Getting started with DataStax Enterprise 6.9
This topic provides basic information and a roadmap to documentation for system administrators and developers new to DataStax Enterprise.
Which product?
To help you choose which DataStax products best fit your requirements, see Products on the DataStax website. DataStax Enterprise (DSE) 6.9 provides all the capabilities of Apache Cassandra™ plus a vector search add-on, Data API, enhanced storage-attached indexes (SAI), and advanced functionality.
Licenses
- Requirement for uniform licensing
-
All nodes in each DataStax licensed cluster must be uniformly licensed to use the same subscription. For example, if a cluster contains five nodes, all five nodes within that cluster must be DSE. Mixing different subscriptions within a cluster is not permitted. The DataStax Advanced Workloads Pack may be added to any DSE cluster in an incremental fashion. For example, extend three nodes in a 10-node DSE cluster to include the Advanced Workloads Pack. "Cluster" means a collection of nodes running the software which communicate with one another using gossip.

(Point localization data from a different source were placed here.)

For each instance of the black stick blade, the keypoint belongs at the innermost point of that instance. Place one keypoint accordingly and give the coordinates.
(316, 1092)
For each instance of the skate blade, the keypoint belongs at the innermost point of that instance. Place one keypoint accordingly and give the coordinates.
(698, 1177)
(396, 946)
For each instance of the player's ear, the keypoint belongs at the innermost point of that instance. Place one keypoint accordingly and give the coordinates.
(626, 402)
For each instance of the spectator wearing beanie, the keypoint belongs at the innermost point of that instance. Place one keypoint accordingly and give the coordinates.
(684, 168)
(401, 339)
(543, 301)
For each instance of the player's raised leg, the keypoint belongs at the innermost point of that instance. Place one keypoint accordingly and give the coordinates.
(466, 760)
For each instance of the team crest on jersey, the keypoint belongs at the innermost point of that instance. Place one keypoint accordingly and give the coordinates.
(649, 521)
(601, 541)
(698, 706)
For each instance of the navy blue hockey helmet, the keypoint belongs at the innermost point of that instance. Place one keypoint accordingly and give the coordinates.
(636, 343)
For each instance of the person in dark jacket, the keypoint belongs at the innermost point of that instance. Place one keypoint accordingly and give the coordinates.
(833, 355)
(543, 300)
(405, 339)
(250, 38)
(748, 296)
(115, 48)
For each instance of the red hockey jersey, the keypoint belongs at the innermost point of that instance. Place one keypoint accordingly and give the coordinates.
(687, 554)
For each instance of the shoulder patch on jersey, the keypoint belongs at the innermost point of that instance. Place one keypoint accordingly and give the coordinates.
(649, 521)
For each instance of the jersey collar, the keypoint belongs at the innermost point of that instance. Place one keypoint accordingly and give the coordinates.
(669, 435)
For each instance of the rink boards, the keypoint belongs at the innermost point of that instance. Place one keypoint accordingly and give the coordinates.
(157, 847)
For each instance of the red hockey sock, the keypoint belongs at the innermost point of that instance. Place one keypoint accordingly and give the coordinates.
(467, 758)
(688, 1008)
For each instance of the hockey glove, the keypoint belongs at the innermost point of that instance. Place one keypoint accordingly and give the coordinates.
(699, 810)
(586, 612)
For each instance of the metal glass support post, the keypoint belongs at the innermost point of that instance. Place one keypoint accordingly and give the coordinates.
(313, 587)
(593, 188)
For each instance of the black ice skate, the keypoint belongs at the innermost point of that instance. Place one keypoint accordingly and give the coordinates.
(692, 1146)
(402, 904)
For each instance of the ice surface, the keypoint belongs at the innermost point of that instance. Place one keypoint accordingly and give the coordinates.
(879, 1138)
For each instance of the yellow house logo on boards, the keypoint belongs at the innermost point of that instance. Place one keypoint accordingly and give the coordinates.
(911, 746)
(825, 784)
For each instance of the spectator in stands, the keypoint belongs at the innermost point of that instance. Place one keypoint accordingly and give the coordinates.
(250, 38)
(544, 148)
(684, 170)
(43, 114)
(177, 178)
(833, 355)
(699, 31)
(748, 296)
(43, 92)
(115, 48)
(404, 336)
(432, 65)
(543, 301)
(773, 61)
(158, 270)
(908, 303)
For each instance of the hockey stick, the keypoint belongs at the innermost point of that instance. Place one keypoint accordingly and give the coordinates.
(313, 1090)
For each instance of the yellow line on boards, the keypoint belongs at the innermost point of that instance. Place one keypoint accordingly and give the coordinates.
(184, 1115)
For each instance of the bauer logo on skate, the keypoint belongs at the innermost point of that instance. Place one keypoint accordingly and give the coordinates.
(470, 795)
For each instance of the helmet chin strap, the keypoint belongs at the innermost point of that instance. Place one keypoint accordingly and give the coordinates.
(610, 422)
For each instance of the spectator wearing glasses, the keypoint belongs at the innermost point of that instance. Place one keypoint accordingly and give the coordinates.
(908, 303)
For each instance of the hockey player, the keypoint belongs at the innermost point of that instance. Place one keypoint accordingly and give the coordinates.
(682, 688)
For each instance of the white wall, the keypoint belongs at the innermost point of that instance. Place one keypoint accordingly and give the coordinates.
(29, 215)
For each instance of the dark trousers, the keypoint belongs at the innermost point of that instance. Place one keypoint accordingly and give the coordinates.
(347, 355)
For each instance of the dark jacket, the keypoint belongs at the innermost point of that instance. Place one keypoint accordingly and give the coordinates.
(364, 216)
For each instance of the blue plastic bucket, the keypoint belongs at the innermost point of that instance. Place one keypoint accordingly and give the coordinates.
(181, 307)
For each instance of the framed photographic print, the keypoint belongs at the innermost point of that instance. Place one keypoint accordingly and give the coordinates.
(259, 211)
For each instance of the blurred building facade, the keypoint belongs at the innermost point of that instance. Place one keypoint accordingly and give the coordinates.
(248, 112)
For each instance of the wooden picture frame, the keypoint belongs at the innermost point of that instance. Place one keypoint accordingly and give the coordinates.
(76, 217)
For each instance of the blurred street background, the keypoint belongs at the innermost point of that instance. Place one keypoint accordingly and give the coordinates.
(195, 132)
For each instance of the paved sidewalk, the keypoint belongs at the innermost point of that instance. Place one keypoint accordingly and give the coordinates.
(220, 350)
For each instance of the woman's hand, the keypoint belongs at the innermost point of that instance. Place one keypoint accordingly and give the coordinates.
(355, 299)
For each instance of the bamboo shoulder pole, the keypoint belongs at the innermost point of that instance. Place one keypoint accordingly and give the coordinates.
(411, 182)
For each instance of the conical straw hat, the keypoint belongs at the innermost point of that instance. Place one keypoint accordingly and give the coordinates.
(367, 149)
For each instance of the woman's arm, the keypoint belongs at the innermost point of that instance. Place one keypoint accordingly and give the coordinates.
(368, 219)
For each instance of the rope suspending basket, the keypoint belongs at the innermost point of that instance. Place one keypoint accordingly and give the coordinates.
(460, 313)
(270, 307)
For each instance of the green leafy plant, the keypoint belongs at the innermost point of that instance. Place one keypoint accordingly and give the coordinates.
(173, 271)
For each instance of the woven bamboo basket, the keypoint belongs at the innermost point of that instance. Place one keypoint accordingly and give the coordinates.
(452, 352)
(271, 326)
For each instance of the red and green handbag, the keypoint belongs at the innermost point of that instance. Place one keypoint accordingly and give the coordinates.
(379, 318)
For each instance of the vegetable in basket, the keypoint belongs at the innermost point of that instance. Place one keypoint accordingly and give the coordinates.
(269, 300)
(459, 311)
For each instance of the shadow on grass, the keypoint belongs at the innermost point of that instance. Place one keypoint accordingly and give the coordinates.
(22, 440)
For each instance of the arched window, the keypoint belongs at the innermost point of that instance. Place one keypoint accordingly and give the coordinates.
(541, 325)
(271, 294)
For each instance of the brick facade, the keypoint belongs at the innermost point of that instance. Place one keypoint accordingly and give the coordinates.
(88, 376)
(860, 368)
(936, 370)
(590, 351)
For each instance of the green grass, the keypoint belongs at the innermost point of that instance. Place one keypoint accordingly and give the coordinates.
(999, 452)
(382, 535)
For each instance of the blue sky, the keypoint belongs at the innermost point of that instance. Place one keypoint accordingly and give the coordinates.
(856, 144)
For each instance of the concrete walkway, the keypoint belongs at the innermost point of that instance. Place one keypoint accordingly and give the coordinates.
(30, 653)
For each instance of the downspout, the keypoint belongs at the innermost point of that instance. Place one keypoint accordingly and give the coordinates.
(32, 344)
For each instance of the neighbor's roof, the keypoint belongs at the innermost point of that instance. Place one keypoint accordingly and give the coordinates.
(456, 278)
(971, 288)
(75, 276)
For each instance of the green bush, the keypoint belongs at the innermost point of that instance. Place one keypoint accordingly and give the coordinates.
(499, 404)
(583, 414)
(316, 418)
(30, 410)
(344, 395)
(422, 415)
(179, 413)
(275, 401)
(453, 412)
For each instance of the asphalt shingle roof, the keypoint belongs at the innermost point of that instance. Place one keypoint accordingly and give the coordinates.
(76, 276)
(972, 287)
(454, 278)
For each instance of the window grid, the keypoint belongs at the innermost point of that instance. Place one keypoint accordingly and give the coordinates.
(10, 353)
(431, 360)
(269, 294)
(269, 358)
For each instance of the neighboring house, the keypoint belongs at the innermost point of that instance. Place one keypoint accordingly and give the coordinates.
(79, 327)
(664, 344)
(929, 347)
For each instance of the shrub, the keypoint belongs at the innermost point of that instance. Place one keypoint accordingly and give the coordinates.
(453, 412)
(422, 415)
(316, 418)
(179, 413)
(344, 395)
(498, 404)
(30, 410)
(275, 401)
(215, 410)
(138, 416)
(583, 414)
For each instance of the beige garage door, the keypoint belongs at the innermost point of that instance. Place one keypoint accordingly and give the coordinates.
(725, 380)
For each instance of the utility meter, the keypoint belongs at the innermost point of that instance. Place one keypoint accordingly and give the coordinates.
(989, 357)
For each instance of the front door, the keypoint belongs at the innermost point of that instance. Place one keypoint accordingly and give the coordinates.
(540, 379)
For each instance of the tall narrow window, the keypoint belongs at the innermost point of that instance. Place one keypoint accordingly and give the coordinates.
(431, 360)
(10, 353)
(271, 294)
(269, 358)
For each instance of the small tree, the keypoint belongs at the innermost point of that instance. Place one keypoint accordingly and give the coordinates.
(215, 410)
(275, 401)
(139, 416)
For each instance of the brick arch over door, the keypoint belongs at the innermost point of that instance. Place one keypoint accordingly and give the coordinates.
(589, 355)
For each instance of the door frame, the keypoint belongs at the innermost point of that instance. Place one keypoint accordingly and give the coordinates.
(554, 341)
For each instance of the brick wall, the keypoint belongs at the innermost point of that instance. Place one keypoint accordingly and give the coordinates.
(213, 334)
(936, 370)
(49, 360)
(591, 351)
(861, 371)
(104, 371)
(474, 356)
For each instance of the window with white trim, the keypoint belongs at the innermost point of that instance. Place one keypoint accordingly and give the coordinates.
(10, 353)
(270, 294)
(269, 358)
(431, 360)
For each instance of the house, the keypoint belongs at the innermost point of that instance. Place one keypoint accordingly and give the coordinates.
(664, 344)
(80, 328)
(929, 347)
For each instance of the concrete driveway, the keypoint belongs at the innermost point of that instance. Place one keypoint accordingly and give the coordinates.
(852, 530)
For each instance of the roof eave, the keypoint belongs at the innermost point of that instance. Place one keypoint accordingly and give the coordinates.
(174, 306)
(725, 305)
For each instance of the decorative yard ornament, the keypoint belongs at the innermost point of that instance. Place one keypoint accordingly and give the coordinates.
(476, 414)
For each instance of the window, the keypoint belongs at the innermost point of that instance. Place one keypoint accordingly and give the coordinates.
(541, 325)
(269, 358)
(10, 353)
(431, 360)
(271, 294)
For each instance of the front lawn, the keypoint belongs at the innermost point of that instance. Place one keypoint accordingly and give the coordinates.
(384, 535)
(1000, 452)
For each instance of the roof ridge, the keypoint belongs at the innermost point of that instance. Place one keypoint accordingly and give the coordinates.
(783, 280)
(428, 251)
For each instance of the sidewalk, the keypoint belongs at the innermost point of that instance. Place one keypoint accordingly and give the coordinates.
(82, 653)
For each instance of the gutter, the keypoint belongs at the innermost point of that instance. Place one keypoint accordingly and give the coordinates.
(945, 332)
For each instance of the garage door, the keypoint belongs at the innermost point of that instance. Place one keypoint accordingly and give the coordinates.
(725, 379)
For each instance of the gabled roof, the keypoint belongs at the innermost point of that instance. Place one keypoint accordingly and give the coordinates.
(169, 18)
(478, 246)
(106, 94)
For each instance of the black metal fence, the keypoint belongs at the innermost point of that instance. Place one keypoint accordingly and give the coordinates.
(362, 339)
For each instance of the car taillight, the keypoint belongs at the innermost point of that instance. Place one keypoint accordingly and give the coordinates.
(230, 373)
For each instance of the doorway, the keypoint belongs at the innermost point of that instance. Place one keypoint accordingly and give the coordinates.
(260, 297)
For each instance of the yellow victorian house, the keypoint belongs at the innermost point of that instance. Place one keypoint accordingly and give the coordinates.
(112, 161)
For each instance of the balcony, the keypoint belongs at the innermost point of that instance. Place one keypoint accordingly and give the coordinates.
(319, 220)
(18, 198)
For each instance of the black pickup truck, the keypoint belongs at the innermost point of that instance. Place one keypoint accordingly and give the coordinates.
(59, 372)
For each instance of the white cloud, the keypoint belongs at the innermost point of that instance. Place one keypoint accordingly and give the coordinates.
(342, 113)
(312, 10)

See Enterprise Terms.
- DataStax Enterprise database
-
The DSE 6.9 bundle includes DSE Vector Add-on, Data API, and Mission Control that you may optionally set up and use. While Data API and Mission Control are free of charge with a paid DSE license, you must purchase the DSE Vector Add-on for use in production. Evaluate DSE 6.9 with Vector Add-on free of charge for 180 days. Note that non-production issues raised with DataStax support will incur a charge.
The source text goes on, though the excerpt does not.